[OpenAFS-devel] OpenAFS, Linux and truncate_inode_pages()
chas williams - CONTRACTOR
chas@cmf.nrl.navy.mil
Wed, 01 Mar 2006 09:36:55 -0500
In message <44056FA3.9050106@pclella.cern.ch>,Rainer Toebbicke writes:
>fails in the sense that the file just copied no longer equals the
>original file, i.e. the compare fails. The data at the place where it
>starts to differ is data of the same file (or one of its other
>copies), meaning this is not a question of unallocated buffers or such.
i dont quite get what you are saying here, but it could be a problem
with the cache manager and not necessarily specific to the linux
afs client. when you get a corrupted file, is it corrupted only
on the local client or did the corrupted version get sent back
to the server?
>I already have a osi_Assert(down_trylock(&ip->i_sem) == 0) in
>osi_VM_FlushPages(). So far no smoke. Not a surprise actually.
based on some testing: osi_VM_FlushVCache() can safely take i_sem for
all cases, osi_VM_TryToSmush() already holds i_sem in all cases,
osi_VM_FlushPages can safely take i_sem for all cases, and osi_VM_Truncate
already holds i_sem for all cases.
note, that all of these are going to serialized/protected by
AFS_GLOCK (and other vnode locks). of course, this doesnt protect
against whatever the linux kernel internal might do, but generally
they do run up against AFS_GLOCk at some point.
osi_VM_StoreAllSegments() does have me a bit concerned. it drops
AFS_GLOCK. further it appears to have three code paths:
i_sem was already locked
[<c0104a78>] dump_stack+0x17/0x19
[<f8d2c1e1>] osi_VM_Truncate+0x68/0x71 [libafs]
[<f8cf282f>] afs_TruncateAllSegments+0xef/0x6e2 [libafs]
[<f8cfc9a9>] afs_setattr+0x162/0x3b9 [libafs]
[<f8d2ba4a>] afs_notify_change+0x86/0x12e [libafs]
[<c017ec5a>] notify_change+0x2de/0x3ad
[<c01628c7>] do_truncate+0x63/0x7e
[<c0173668>] may_open+0x1b6/0x222
[<c017375c>] open_namei+0x88/0x632
[<c0163986>] filp_open+0x1e/0x39
[<c0163c66>] do_sys_open+0x35/0xb1
[<c0163cf3>] sys_open+0x11/0x13
[<c0103b59>] syscall_call+0x7/0xb
i_sem was NOT locked
[<c0104a78>] dump_stack+0x17/0x19
[<f8d2c116>] osi_VM_StoreAllSegments+0x13c/0x1a1 [libafs]

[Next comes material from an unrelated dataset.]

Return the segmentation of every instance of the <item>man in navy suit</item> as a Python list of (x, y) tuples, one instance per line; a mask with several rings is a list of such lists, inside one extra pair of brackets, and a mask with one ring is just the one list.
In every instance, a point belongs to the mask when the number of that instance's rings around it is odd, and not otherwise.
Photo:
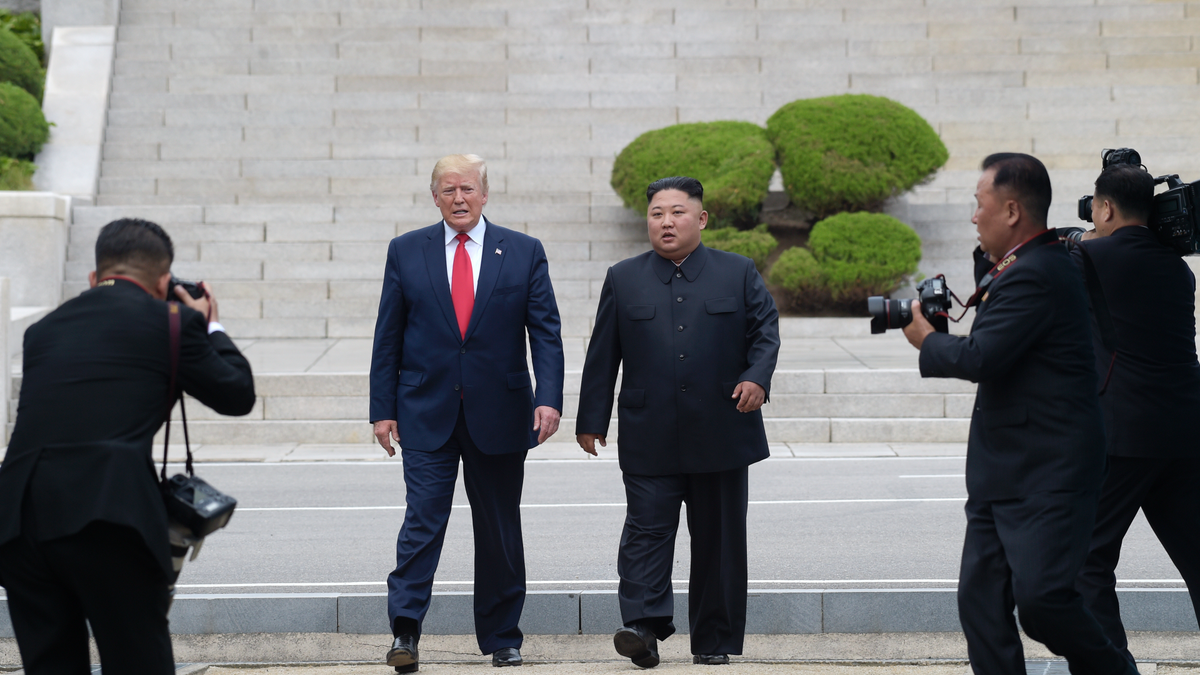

[<f8cf0307>] afs_StoreAllSegments+0xa9/0x1ff9 [libafs]
[<f8d2d797>] afs_linux_flush+0xf1/0x204 [libafs]
[<c0163d3d>] filp_close+0x26/0x67
[<c0163df1>] sys_close+0x73/0x95
[<c0103b59>] syscall_call+0x7/0xb
i_sem was NOT locked
[<c0104a78>] dump_stack+0x17/0x19
[<f8d2c116>] osi_VM_StoreAllSegments+0x13c/0x1a1 [libafs]
[<f8cf0307>] afs_StoreAllSegments+0xa9/0x1ff9 [libafs]
[<f8d0b6ed>] afs_StoreOnLastReference+0xed/0x11f [libafs]
[<f8ce1a9e>] BStore+0x60/0xe0 [libafs]
[<f8ce211f>] afs_BackgroundDaemon+0x340/0x3aa [libafs]
[<f8d3003d>] afsd_thread+0x432/0x780 [libafs]
[<c0101f11>] kernel_thread_helper+0x5/0xb
i suspect sys_open/sys_close are fairly well synchronized. however,
the afs background daemon is a little different. i havent been
able to determine if i_sem should be held during the filemap operations
to protect against other page operations.